Apesar da proximidade do MST com o presidente Lula, Stédile não antecipa que o movimento atue como mediador entre os países vizinhos. De acordo com Stédile, "não cabe ao MST ser ponte para nada. Temos autonomia em relação aos governos, aos partidos e aos Estados. E achamos que a história vai nos ajudar a que as relações voltem à amizade natural. Ela já existe e está mantida entre os povos, suas organizações e partidos. Só faltam os dois governos".

<><> Itamaraty não é consenso

O descompasso entre a atual política externa e a posição de movimentos sociais de esquerda, como o MST, demonstram que a posição do Itamaraty em relação à eleição de Nicolás Maduro não é consensual. Para a professora e doutoranda em Direito pela Universidade de São Paulo (USP) Júlia Almeida da Silva, o Brasil interfere em assuntos internos da Venezuela ao não reconhecer a decisão do Tribunal Superior Eleitoral do país.

"Essa é uma mudança muito significativa do governo Lula, que constrói uma perspectiva de questionar processos internos, coisa que a diplomacia brasileira não tem histórico de fazer", disse Silva à Sputnik Brasil. "A partir do momento em que a Justiça venezuelana referenda a posição de Maduro, e Lula ainda assim a questiona, solicitando a divulgação das atas, ele está interferindo e questionando um processo interno."

Segundo ela, a insistência na publicação das atas não só tem afastado o Brasil de seus parceiros regionais de mediação, como Colômbia e México, mas também "valida, de forma não razoável, posições como a de Argentina e EUA nesse processo".

Silva nota que o governo Lula sofre pressão por parte da extrema direita, que associa a Venezuela a todos os supostos males das ideologias de esquerda. Em resposta, o Itamaraty de Lula tem antagonizado não só Caracas, mas também outros governos de esquerda taxados de autoritários, como a Nicarágua.

"O governo brasileiro tenta dizer que não referenda nenhum tipo de autoritarismo, [...] tentando se contrapor às ameaças democráticas que a extrema direita tem representado ao mundo", considerou Silva. "De certa maneira, [o governo brasileiro] reproduz o antagonismo que o Partido Democrata dos EUA tem feito entre democracia e autoritarismo."

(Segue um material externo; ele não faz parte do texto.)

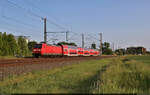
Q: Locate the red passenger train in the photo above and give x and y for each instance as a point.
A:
(44, 49)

Este novo paradigma, no entanto, tem gerado crises diplomáticas e modificado a postura historicamente universalista da política externa brasileira. Ao seguir este caminho, o Brasil "tem aberto mão de alianças importantes e do combate ao imperialismo".

Em contraste, o governo brasileiro tem reduzido o tom de suas críticas a Israel, e pouco teve a dizer sobre a recusa do presidente francês Emmanuel Macron em reconhecer o resultado das eleições no seu próprio país. Para Silva, testemunhamos "um realinhamento brasileiro com as grandes potências capitalistas".

"Nesse sentido, acho que a diplomacia brasileira tem menos altivez e autonomia do que já teve em períodos passados nessa capacidade de construção de um bloco que realmente consiga se opor ao imperialismo norte-americano", concluiu a especialista.